President Rajapaksa now has an opportunity to prove his commitment to his once professed values of human rights. A mass grave of victims he himself might have tried to save during that dark chapter of Sri Lankan history has been uncovered. In a twist of destiny, and perhaps to test his perseverance in his once professed values, his younger brother and now powerful Defence Secretary, Gotabhaya Rajapaksa, happened to be the military Coordinating Officer of the Matale District during the counter insurgency campaign in 1989-90. By extension, that could imply the command responsibility of the officers, including Gotabhaya Rajapaksa who were in charge of the Gajaba Regiment, which was deployed in Matale at the time.

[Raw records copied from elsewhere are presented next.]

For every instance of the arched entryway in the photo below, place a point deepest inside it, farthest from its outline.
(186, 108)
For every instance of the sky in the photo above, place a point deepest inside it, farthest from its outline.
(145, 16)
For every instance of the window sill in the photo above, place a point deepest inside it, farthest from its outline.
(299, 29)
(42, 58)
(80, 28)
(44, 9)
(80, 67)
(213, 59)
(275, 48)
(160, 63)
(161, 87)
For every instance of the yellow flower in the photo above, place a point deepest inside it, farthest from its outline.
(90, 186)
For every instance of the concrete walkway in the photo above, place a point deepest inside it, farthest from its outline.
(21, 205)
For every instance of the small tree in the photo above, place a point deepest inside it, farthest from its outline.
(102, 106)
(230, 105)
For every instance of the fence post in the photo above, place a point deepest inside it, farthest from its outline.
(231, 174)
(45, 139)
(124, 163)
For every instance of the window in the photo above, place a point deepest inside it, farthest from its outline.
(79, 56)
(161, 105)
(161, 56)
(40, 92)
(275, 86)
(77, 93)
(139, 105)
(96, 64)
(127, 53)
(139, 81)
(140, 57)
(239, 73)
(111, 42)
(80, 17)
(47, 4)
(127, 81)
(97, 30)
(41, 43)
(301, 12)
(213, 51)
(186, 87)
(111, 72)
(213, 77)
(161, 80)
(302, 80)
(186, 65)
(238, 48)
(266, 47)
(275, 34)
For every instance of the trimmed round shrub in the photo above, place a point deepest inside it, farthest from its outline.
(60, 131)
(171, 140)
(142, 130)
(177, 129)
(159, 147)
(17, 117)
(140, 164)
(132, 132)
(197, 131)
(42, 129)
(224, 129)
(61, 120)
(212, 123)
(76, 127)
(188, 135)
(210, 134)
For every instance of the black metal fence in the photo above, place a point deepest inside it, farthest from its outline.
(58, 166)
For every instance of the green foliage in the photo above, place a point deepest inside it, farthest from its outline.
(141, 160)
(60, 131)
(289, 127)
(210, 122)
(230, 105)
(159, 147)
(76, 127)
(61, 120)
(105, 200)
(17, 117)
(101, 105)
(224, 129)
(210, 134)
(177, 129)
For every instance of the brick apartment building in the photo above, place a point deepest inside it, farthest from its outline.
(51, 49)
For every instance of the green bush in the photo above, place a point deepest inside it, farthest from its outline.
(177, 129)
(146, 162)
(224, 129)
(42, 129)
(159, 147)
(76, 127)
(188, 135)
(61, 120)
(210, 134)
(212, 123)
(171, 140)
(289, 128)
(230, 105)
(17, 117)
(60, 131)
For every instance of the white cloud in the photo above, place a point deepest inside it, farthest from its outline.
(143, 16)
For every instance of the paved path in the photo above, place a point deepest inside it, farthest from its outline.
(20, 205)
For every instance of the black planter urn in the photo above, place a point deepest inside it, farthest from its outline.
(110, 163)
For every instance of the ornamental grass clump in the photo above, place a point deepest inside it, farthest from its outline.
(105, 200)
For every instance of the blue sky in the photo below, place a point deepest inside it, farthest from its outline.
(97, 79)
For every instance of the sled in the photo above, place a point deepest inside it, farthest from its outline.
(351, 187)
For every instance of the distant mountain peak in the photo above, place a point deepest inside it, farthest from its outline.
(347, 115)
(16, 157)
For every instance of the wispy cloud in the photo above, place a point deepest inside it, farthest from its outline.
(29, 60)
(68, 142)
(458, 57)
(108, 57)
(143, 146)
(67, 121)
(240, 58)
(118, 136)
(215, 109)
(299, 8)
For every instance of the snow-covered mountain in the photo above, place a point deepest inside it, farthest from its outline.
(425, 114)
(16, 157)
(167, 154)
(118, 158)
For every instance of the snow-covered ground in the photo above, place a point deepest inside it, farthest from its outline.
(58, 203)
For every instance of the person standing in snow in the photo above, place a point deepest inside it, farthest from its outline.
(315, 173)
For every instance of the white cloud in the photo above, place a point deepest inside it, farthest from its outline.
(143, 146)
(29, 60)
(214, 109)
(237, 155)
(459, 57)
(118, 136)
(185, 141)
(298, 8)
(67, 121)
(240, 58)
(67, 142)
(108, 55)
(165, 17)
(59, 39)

Such a link could be a strong disincentive for an independent investigation. In the light of recent developments, which seriously eroded the independence of the Judiciary, there are serious concerns as to whether the existing Court mechanism is capable enough to handle a decisive case, which may also have potential political connotations. That is more the reason for the establishment of a special court to investigate the mass grave and to obtain statements from the potential witnesses, including those survivors of an alleged military torture chamber that had been operated from a nearby school, Vijaya Vidyalaya, near the current mass grave, in 1989-90.

The prevailing climate of impunity in the country is born out from its indifference to past atrocities. Therefore, it is in the interest of the country and its current and future generations, that the country puts an end to the cycle of mass disappearance and extra judicial killings that has haunted the country at various phases of its history. That is only possible by sending a strong signal that the country would no longer tolerate mass murderers and perpetrators of crimes against humanity.

The government should not hesitate to make that decisive move.